Varik saw something glint in the light: an iron bar, perhaps a rod from the hearth, being raised. Varik smiled, and stepped forward into the full light of the room. He watched the iron lift into the air and then suddenly stop, the energy of the blow suspended. He smiled, and walked towards his acolyte. With one hand, he prised the iron from the frozen grip.
“You wonder what I am doing in your rooms,” he said, mildly. “You wonder who I am.” He turned his head upon one side, a knowing expression settling upon his features.
“You truly don’t know me?” he asked. “No, of course you don’t. Why should you?” Varik turned the iron bar through his hands, then tossed it upon the ground. “But I know you,” he said softly. “I have known you for almost all of your life.”
The figure on the other side of room stood like a statue before the hearth, eyes locked upon Varik in an unblinking stare, breath suspended. Varik drew a chair away from the single window and settled himself down upon it. Now that he had his prey, he was in no hurry.
“I shall tell you something you will never have heard before,” he said. “When you were a child, you were gravely ill. Yes, you remember that. How could you forget? Your parents may have told you that you almost died, that only the blessed mercy of the goddess Shallya spared your life.”

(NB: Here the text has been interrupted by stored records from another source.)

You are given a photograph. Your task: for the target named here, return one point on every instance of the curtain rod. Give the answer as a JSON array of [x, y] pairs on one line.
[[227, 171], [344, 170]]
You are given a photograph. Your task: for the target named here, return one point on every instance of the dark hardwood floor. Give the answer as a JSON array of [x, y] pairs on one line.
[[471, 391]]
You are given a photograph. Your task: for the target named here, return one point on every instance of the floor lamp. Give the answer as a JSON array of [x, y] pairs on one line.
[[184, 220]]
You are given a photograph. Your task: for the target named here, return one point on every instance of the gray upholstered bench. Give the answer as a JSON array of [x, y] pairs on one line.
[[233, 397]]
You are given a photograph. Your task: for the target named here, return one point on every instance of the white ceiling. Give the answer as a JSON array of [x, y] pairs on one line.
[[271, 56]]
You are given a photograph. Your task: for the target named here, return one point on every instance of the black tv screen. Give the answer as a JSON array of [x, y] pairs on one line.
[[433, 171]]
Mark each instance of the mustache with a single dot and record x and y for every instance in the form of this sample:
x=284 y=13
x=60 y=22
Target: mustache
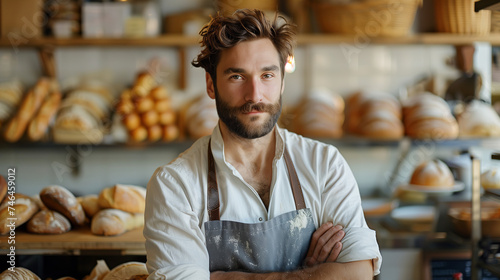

He smiled, indulgently. “But that was a lie.” He waited for a moment, holding the gaze of the other. “You did die,” he said, softly. “You died, and only the intervention of a far, far greater power could save you.” Varik got to his feet and went to the window. Down in the street below, a verminous flood of humanity continued to push and shove against one another in their futile struggle for survival, oblivious of the greater presence now amongst them.
“Your loving parents made a bargain with my master,” Varik continued. “My master, who holds in his hand the keys of transformation. Transformation of light into darkness. Of movement—” He paused, and circled slowly around the other. “Into absolute stillness. The gift that my master bequeathed you was life,” Varik explained. “And the price of that gift was the pledge of your soul.”
He laid the palm of his hand upon the other’s forehead, all the time holding the gaze in those frozen eyes. “Now the time has come for that pledge to be redeemed,” he said. “Now, I am your master, and you will serve me. You will be my ears, and—” he touched his fingers against cold, immobile lids—“and you will be my eyes, on the long journey that lies ahead.”
He ran his fingers down the contours of the face in front of him. He could feel the muscles beneath the skin convulse and then harden, as if paralysed by a serpent’s venom. Which, in a way, Varik reflected, was exactly as it was.
“Spare yourself any futile struggle,” he advised. “Your struggle ended long long ago, at the moment your soul was offered in pledge. From now on,” Varik whispered, “you have no further cares or concerns of your own. From now on, you shall know no other will but mine.”